The Kindle Scribe comes with a Basic or Premium Pen.

The difference is the Premium has a programmable shortcut button and a dedicated eraser.

The writing experience with the Kindle Scribe is excellent and feels just like writing on paper.

There is a slight roughness you can feel on the screen that gives it nearly the same texture and feel of writing with a pencil on paper.

It is instantly responsive – as much as writing on a physical page with a pen or pencil.

You can change the thickness of pen and even switch to a thicker highlighter pen mode.

And when you’ve finished using the pen, it can be attached magnetically on the side of the Kindle Scribe with the narrower bezel.

Kinde Scribe also comes with several spare pen nibs to place them when they wear out, but it will take a lot of writing before you need to switch it out.

There are few ways you can write on the Kindle Scribe.

You can use the device to create and store all your notes.

Users can name and create a folder and then fill it with notebooks.

So imagine a binder with all the loose pages inside – that’s what you get with the Kindle Scribe folder and notebooks.

You can also choose a notebook template which can be either a blank page, a ruled page with various options on the line spacing and margins along with checklists, music sheets, to-do lists and calendars.

Writing text is a breeze and, if you have the Premium pen, you can simply flip it over like you would a regular pencil and eraser and rub out what you just wrote.

Being able to create and name different folders means organising your notes and accessing them is really easy.

And when you go back to the Home screen, all your folders and individual notebooks are there right beside the books in your library for easy access when you need to open the files again.

The other way of writing is making notes inside a Kindle book you’re reading.

Many people like to read with a pen in their hand to highlight passages and make notes.

Kindle Scribe sort of does that.

Unfortunately you can’t underline passages and circle words and sentences.

What you can do is create a handwritten or typed sticky note that you can come back to it and open it later.

That sticky note appears as a small icon just above the text which can opened again by tapping it with your pen or your finger.

Kindle says they, and the authors we imagine, don’t want your scribble cluttering up the page.

All the sticky notes are organised by book, and you can also easily navigate and export all your notes.

But this only works on books downloaded from the Kindle Store.

If you’ve uploaded epub format books to the device, you can still read them, but you can put the pen away because there is no way to make notes on those books.

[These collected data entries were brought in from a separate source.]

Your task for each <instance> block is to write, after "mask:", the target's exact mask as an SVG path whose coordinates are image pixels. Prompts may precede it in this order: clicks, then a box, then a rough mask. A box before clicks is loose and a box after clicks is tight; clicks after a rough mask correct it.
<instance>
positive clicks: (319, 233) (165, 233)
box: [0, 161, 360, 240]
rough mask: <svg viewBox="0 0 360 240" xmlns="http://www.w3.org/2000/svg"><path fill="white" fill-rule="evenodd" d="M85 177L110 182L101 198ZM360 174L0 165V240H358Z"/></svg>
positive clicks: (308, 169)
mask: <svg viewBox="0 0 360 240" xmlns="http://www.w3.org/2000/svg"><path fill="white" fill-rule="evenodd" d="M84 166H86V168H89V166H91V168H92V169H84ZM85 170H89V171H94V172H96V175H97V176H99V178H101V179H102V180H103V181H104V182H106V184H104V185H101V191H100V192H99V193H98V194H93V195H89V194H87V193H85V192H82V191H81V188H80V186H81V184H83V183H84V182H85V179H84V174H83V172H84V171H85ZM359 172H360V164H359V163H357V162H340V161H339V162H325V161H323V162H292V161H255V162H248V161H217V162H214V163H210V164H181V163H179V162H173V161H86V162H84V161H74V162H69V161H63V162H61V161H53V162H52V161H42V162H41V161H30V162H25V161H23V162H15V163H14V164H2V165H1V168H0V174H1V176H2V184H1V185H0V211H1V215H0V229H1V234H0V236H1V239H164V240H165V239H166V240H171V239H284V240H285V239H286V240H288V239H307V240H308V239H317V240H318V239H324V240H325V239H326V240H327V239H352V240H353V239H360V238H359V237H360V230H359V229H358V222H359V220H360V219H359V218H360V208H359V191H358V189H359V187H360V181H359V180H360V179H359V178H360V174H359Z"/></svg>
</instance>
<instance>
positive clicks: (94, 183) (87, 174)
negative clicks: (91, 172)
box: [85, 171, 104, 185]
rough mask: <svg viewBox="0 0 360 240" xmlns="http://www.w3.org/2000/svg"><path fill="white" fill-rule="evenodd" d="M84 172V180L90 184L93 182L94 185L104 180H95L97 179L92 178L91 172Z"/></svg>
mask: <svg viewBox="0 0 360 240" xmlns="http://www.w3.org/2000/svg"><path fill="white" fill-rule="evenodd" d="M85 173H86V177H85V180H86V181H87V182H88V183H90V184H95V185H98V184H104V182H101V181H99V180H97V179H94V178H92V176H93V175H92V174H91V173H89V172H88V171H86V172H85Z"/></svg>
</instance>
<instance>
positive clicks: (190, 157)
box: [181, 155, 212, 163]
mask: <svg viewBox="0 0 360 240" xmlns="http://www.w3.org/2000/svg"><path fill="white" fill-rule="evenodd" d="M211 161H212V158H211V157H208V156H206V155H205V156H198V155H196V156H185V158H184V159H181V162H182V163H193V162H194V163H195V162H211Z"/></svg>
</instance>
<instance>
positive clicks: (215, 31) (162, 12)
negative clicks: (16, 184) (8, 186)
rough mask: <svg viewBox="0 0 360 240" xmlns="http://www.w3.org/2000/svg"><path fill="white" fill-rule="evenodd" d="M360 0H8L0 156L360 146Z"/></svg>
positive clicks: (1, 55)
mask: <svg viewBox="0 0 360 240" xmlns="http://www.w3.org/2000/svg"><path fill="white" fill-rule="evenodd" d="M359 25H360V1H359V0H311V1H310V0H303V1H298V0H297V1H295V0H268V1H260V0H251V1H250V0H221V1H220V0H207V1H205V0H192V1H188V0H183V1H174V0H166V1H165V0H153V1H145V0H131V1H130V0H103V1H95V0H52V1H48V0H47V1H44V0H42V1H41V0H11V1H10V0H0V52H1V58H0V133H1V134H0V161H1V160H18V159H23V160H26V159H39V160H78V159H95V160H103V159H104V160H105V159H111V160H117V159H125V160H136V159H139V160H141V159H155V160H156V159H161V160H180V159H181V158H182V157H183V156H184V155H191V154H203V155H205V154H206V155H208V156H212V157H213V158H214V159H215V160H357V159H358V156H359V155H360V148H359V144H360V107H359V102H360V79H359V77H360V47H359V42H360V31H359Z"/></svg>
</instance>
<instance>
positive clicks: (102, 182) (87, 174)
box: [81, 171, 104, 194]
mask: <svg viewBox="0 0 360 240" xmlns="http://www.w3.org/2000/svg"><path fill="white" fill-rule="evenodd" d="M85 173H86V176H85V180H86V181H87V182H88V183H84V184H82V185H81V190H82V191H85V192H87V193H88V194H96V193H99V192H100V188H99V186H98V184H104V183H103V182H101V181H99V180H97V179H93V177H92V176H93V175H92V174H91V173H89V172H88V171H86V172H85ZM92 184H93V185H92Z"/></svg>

When you touch your pencil to the screen with those books it simply turns the page.

You can send your own documents the device via the kindle app using the share button from your iOS or Android device or via the Amazon Send-To-Kindle site.

But you can only add sticky notes.

If you want to go to town and write all over a document – you need to send it as a PDF to the Kindle Scribe.

Once it’s in the library you can write on the PDF and underline and circle words and add your own that will stay visible rather than being hidden away like a sticky note.

From next year, users will also be able to send documents to kindle scribe directly from Microsoft Word.

As a reading device, the Kindle Scribe is excellent because of its adaptive light and larger screen which let you read a lot more text between page turns.

It is heavier than a regular Kindle so might get tired holding it in your hand.

There are covers available for the Kindle Scribe that can also act as a stand so you can rest the device on a surface and angle it comfortably for easy reading.

And, of course, you also have the Kindle Store at your fingertips so you can find and buys books in seconds on the device.

Battery life is amazing and a full charge can last for weeks. We’ve been using the Kindle Scribe every day for a week and the battery only went down to 80 per cent.

Kindle Scribe is available in three memory variants – 16GB, 32GB and 64GB – and your choice of a Basic pen or the Premium pen.

It starts at $549 for the 16GB with the Basic pen and $599 with the Premium pen.

The 32GB and 64GB variants include the Premium pen are priced at $629 and $679 respectively.


The Kindle Scribe is an excellent all-round device with responsive and fluid writing and handy organisation of your notes while offering one of the best reading experiences you’ll find.